Sonraki oturumlar, bu iki NPC ortaya çıktığında ve kılıcı yeniden dövmede çok önemli oldukları için - karakterim ölümden dolayı suçlanıyor. Ve bu sadece alay değil. Haftalarca tanışmaya çalıştığımız NPC'ler, büyülü odak noktasını yanımda getirme cüretkarlığımdan dolayı ve tanışmaya çalıştığımız bir NPC'nin ölümüne neden olduğum için kızıyor. O sırada, partiyi bu konuda rahatsız etmek istemedim çünkü bir bozguncu olmak istemedim ve gerçekten, karakterimin eylemlerinin hak ettiği bir cezayı kabul etmeye çalıştım. DM'in bahanesi, kötü güçlerin daha fazla kötü gücü cezbettiği ve kötü bir şeytan lorduyla anlaştığınız için kötü şeylerin yaşanacağı yönündeydi. Burada kimin haklı kimin haksız olduğunu bilmiyorum. Karakterimin eylemlerinin hak ettiği bir ceza olup olmadığı veya DM'in çok belirli bir olay noktası olduğunu ve bunu "tanrı eli" ile nasıl ulaştığını hala düşünemiyorum. Sanırım büyücü anlaşması PC'm için büyük bir karakter anıydı, ancak bu ve sonraki olaylar tarafından çok fazla bozulmuştu. Her durumda, bu son yazım olmayacak çünkü bu gruptan paylaşacak daha birçok korkunç hikaye var.

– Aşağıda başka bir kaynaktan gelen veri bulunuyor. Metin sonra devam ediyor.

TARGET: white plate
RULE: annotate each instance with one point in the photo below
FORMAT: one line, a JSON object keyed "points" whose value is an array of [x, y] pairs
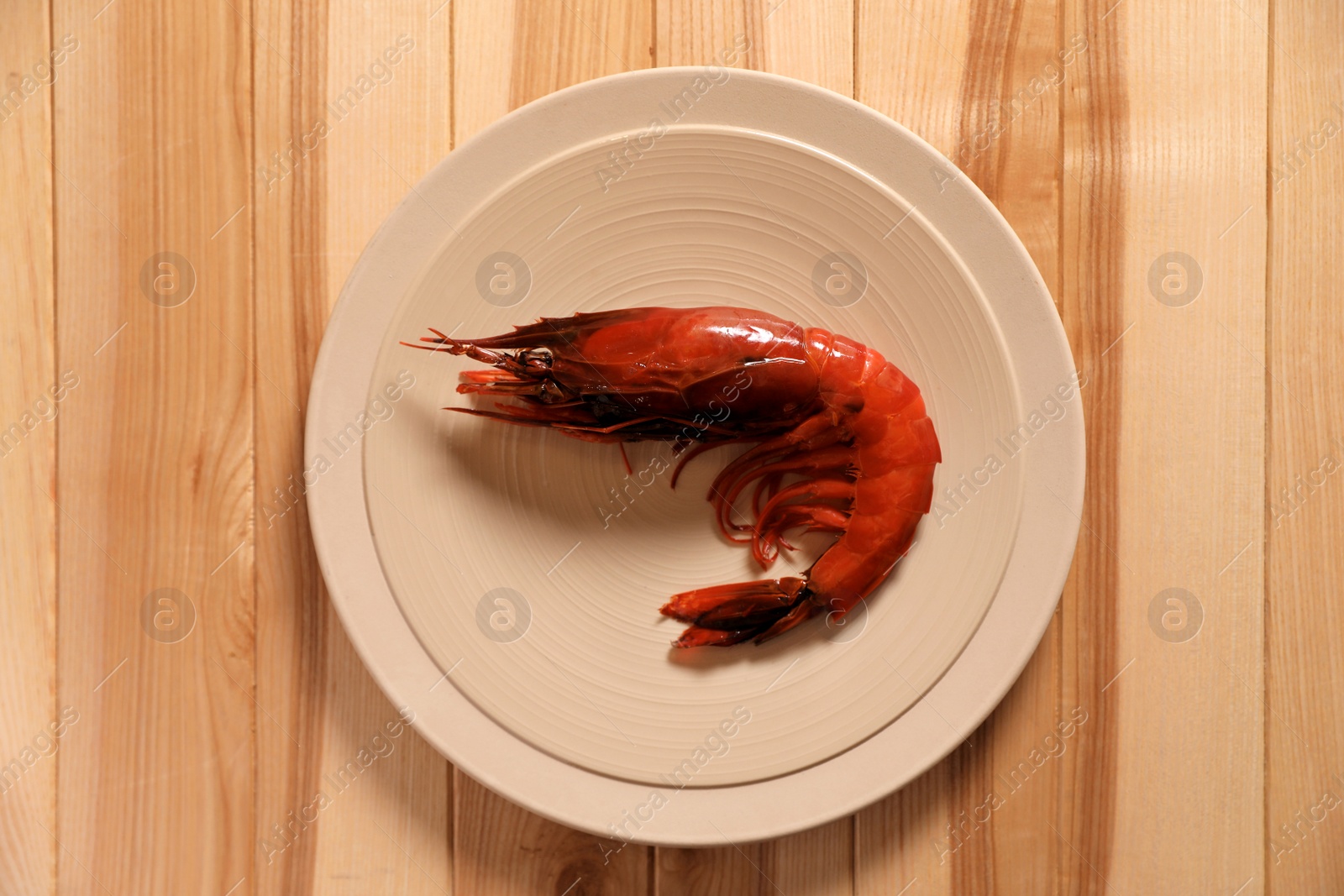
{"points": [[495, 584]]}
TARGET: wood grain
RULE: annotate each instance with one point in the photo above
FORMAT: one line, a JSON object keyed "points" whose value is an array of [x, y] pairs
{"points": [[1191, 477], [813, 42], [1304, 734], [351, 107], [29, 459], [1000, 67], [508, 55], [190, 752], [155, 448]]}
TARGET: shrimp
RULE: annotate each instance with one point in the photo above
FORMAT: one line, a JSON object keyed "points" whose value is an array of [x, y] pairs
{"points": [[843, 443]]}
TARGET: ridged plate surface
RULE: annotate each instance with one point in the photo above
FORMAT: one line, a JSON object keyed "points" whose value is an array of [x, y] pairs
{"points": [[531, 566]]}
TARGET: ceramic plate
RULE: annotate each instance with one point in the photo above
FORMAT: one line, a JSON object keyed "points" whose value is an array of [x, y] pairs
{"points": [[504, 582]]}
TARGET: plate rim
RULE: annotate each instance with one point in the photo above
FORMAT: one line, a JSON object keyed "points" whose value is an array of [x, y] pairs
{"points": [[329, 504]]}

Peki Reddit ne düşünüyorsunuz? Burada ne yanlış gitti? Nasıl önlenebilirdi?
Kısaca:
PC'm Asmodeus ile bir büyücü sözleşmesi imzaladı ve bu da BBEG'in partiyi takip etmesini sağladı. DM, hayati bir savaş sırasında PC'mi kontrol etti, BBEG tarafından gönderilen bir şeytan bize saldırdı. DM bunu, haftalarca takip ettiğimiz NPC'nin canavarı saldırısından dolayı nasıl öldüğünü anlatmak için kullandı.